Это было совсем нечестно. Элис отдала ему все. Всю себя. Почему она должна подносить ему еще какой-то дар? Но не успел он это выговорить, как вспомнил, что в брачную ночь Элис предложила ему настоящий подарок.
— Элис отдала мне, — гордо сказал Смоки, — ее детство. Потому что своего у меня не было. Она сказала мне, что я могу воспользоваться им, когда захочу.
— А она дала тебе мешок, куда его спрятать? — лукаво подмигнув, полюбопытствовал мистер Вудз. Его жена (если она была таковой) одобрительно кивнула при этом выпаде. Миссис Андерхилл надменно раскачивалась в кресле-качалке. Даже младенец загулькал таким тоном, будто вел счет.
— Да разве в этом дело? — воскликнул Смоки.
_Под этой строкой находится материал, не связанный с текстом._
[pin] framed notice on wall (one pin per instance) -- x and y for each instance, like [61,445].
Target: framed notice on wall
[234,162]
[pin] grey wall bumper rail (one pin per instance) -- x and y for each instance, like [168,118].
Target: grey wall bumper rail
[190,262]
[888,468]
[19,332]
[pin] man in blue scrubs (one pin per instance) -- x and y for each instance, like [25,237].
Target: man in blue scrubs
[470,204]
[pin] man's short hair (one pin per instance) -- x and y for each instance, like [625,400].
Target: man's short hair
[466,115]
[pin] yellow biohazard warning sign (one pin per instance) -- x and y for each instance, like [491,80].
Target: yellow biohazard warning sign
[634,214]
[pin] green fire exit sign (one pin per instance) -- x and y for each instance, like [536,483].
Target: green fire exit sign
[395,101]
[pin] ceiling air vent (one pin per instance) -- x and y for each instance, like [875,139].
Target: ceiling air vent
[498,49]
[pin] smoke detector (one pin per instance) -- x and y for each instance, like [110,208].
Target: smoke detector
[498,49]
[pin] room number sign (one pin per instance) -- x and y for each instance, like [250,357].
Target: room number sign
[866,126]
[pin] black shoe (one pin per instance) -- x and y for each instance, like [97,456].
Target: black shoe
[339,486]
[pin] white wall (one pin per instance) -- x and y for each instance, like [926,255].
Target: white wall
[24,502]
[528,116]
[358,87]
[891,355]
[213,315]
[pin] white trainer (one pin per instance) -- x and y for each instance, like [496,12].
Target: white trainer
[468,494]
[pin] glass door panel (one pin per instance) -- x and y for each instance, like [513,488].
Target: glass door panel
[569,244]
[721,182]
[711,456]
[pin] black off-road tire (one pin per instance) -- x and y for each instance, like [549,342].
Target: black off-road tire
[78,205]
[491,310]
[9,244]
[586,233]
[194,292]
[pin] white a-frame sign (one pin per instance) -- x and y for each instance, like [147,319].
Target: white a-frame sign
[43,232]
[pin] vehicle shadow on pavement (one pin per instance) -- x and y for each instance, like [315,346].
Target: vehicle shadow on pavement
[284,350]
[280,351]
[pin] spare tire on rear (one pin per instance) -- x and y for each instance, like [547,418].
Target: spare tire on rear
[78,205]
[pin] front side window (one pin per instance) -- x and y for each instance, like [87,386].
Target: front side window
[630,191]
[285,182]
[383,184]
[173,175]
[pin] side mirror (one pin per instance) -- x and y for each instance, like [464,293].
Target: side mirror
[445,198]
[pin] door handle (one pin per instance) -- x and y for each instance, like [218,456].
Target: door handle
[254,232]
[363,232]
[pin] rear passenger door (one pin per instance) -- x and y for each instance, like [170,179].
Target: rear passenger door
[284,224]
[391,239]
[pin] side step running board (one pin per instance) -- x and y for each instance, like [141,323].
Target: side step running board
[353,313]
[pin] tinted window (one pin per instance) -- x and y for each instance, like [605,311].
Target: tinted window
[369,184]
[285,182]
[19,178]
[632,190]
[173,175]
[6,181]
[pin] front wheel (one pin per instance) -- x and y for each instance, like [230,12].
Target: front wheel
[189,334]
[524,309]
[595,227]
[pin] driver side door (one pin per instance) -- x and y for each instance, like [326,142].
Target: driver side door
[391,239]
С того времени, как он съел горячую плетеную булочку со звездой, настроение его поминутно менялось, напоминая стремительное чередование времен года. Сейчас на глазах у него выступили осенние слезы. — Это не имеет никакого значения. Я не мог принять подарок. Видите ли, — (объяснять это было крайне трудно), — когда она была маленькая, она верила в фейри. И вся ее семья верила. А я — нет, никогда. Думаю, они и до сих пор верят. Но теперь это просто безрассудно. Мог ли я поверить во все это? Я хотел поверить, действительно хотел поверить в фейри, увидеть их, но если со мной этого так и не произошло — даже мысли такой у меня в голове не возникало, — то как же я мог принять ее подарок?
Мистер Вудз энергично затряс головой.
— Нет-нет, — возразил он. — Это совершенно изумительный подарок. — Он недоуменно пожал плечами. — Просто у вас нет мешка, чтобы туда его сложить, вот и все. Взгляните! Мы подарим вам подарки. Настоящие. Ничего из самого важного не утаим. — Он откинул крышку горбатого сундука, окованного темно-серым чугуном. Внутри что-то блестело. — Взгляните! — сказал он, вытягивая из сундука длинную змейку ожерелья. — Из чистого золота!
Все остальные смотрели на Смоки с улыбкой, явно одобряя преподносимый подарок и ожидая с его стороны потрясенных речей и всяческих изъявлений благодарности.
— Вы… вы очень добры, — заикаясь, проговорил Смоки, а мистер Вудз тем временем набросил ожерелье на шею Смоки и обмотал раз-другой, как будто собирался его задушить. Золото не было холодным, как положено металлу, наоборот — теплым, как его тело. Ожерелье было таким тяжелым, что заставило его согнуться.
— Что еще? — спросил мистер Вудз, оглядывая Смоки и теребя пальцем губу. Миссис Андерхилл указала спицей на круглую кожаную коробочку, лежавшую на верху буфета.